If they’re in need of further guidance, Bowles and Rouse can turn to the slightly more seasoned sophomore Leigha Daryanani. But while she’s a willing and supportive teammate, Daryanani has her own psychological hurdles to overcome.

Last year, Wiesbaden senior Jenna Eidem was the presumptive favorite to end her historic prep career with a fourth straight European title. That’s exactly how it turned out, as Eidem beat the field by 42 Stableford points over 36 holes.

Unburdened by a realistic chance of winning, the then-freshman Daryanani was free to swing freely. Her runner-up finish, though well behind Eidem, set her up as a rising contender in DODDS-Europe golf.

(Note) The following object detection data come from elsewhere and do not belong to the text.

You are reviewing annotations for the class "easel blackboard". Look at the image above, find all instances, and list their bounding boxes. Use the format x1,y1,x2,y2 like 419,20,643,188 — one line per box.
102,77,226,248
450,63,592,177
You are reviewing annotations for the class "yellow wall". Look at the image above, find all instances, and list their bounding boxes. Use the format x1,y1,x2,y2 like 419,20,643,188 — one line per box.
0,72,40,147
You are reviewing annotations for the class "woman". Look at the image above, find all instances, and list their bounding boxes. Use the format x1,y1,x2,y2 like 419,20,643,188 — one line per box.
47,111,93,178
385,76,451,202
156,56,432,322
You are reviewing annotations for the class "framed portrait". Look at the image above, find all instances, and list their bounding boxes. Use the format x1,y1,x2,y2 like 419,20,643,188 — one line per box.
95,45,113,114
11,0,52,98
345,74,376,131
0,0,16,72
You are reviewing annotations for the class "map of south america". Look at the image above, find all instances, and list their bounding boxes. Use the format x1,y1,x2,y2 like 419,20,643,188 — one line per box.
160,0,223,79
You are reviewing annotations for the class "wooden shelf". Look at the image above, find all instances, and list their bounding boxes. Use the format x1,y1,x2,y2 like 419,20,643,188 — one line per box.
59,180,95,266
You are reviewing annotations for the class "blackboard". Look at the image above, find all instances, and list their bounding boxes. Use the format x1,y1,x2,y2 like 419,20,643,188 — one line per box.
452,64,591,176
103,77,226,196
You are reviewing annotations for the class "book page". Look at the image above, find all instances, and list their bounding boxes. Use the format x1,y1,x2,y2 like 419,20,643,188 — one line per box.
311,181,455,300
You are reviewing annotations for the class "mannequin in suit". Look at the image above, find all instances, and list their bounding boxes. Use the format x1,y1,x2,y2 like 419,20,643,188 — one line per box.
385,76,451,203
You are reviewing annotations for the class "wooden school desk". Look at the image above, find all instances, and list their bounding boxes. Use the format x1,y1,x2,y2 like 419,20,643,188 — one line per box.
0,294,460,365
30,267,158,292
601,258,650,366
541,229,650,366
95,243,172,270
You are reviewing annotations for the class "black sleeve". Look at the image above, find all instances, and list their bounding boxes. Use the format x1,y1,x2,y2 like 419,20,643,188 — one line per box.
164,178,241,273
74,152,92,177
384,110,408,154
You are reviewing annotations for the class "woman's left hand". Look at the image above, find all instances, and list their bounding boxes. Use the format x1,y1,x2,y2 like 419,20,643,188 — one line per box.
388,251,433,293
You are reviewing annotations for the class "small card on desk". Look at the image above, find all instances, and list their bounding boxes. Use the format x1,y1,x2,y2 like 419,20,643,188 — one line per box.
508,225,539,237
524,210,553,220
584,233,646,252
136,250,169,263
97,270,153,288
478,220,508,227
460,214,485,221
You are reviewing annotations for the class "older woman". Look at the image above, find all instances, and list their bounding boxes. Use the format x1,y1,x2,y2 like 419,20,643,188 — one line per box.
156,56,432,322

But Daryanani is an upstart no longer. She entered 2015 as a championship favorite along with fellow sophomore Jasmin Acker, the Kaiserslautern standout she edged by a point for second place in 2014. She’s not ashamed to admit she’s feeling the pressure this fall.

“Last year I definitely wasn’t as nervous,” Daryanani said Wednesday. “This year it’s like, actually for real.”

Daryanani has adjusted by trying to slow the game down, breaking the stressful situation into a series of simple, straightforward swings.

“I’m focusing more on each time I hit the ball, and the fundamentals and basics,” Daryanani said.

That’s exactly what her coach suggested entering the tournament.

Dean DeFraties, who took over coaching the Bitburg program this year along with wife Penny DeFraties, counseled his three young golfers to “stay within their swing.”

“Just perform as well as they could and have a great time,” he said. “Try to settle them down.”

That advice applied particularly to Daryanani as she shouldered the weight of championship expectations. Ironically, doing so requires rediscovering the carefree attitude she enjoyed as a pressure-free freshman – the same freedom her teammates Bowles and Rouse are enjoying in their own tournament debuts.

“You just need to relax and enjoy it,” Dean DeFraties recalled telling Daryanani before the tournament. “Don’t worry about what they score. Worry about your score.”